Strong immune response and protection against Brucella abortus by Omp25 and BP26 mRNA vaccine candidates

Brucellosis, a globally prevalent zoonotic disease caused by Brucella species, remains without safe and effective human vaccines. This study focuses on the outer membrane proteins Omp25 and BP26 of Brucella as targets, employing a multidimensional strategy to develop novel mRNA vaccines and systematically evaluate their immunoprotective efficacy. First, bioinformatics tools were used to predict the antigenicity, immunogenicity, and physicochemical properties of Omp25 and BP26, while the C-ImmSim server simulated their potential to induce innate and adaptive immune responses. Building on these predictions, we designed and synthesized lipid nanoparticle-encapsulated nucleoside-modified mRNA vaccines (Omp25-Fc and BP26-Fc mRNA-LNPs) and compared their immunogenicity with traditional alum-adjuvanted protein vaccines (alum-BP26 and alum-Omp25).
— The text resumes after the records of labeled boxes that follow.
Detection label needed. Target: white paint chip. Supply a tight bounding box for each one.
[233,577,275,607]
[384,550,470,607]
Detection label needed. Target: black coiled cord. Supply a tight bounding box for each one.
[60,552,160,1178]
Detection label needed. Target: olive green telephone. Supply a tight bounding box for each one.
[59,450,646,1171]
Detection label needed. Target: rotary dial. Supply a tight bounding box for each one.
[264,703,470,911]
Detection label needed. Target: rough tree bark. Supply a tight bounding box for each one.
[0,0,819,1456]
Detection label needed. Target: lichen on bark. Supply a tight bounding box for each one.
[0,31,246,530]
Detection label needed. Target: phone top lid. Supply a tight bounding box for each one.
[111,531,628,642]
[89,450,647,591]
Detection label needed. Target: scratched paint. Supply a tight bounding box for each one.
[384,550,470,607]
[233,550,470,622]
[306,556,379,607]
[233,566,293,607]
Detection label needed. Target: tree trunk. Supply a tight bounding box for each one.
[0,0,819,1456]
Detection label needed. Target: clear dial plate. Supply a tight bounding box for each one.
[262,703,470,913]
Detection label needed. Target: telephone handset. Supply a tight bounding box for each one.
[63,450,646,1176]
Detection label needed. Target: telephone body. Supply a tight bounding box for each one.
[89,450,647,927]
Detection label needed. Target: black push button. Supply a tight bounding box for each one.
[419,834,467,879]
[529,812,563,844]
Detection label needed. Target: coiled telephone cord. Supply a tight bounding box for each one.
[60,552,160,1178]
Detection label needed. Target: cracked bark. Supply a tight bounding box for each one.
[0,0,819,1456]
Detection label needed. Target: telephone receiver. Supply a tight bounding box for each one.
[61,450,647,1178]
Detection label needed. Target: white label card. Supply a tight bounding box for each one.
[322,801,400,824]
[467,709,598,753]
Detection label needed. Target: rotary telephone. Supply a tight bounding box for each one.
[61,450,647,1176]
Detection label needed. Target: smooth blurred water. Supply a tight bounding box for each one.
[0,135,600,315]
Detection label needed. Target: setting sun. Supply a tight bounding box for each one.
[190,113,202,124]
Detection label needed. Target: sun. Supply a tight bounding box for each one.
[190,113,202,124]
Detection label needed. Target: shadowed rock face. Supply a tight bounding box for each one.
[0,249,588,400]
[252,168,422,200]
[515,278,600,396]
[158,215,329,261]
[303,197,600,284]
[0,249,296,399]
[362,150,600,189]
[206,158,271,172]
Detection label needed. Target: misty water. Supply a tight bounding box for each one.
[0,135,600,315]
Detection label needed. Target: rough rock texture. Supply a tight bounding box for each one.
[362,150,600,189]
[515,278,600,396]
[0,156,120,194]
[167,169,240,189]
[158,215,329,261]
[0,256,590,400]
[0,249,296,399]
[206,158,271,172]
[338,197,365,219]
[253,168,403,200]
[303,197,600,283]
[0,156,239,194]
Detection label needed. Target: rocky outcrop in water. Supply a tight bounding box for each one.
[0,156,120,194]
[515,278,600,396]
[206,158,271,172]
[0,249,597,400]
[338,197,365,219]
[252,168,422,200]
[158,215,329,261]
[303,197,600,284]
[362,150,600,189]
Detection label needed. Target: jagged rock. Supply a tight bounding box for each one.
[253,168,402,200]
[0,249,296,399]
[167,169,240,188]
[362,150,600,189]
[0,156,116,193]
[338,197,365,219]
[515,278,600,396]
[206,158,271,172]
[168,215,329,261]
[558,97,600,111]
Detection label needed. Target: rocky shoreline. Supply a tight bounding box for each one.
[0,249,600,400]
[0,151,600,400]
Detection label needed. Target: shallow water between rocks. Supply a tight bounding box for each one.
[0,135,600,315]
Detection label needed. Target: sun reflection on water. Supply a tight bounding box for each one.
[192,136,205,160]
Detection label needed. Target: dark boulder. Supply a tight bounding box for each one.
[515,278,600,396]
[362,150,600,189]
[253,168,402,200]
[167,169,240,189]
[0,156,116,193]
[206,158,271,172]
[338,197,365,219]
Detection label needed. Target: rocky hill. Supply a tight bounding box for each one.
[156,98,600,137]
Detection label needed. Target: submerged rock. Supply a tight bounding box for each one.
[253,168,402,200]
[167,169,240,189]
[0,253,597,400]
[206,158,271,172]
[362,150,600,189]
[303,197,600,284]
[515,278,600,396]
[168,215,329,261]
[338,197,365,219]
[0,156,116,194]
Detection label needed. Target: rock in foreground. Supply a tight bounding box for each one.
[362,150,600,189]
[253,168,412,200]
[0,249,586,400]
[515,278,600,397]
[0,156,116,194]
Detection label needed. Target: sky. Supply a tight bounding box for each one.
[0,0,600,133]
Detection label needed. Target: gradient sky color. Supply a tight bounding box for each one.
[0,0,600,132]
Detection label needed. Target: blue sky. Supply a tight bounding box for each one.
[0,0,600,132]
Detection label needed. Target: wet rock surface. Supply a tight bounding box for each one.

Animal experiments demonstrated that three immunizations with Omp25-Fc and BP26-Fc mRNA-LNPs induced significantly stronger humoral and cellular immune responses in mice compared to conventional vaccines. Evaluation of protective efficacy through challenge experiments revealed a marked reduction in splenic bacterial load in both mRNA vaccine groups relative to the controls. Mechanistic analysis further showed that Omp25-Fc and BP26-Fc mRNA vaccines activated mixed Th1/Th2 immune responses, effectively reducing bacterial burden and inflammatory damage in systemic infection models. Notably, the mRNA vaccines exhibited more durable immune memory and broader protective coverage than the alum-adjuvanted protein vaccines.

Our findings demonstrate that Omp25- and BP26-based mRNA-LNP vaccines exhibit high immunogenicity and clinical translational potential, providing innovative strategies and experimental evidence for the development of brucellosis vaccines.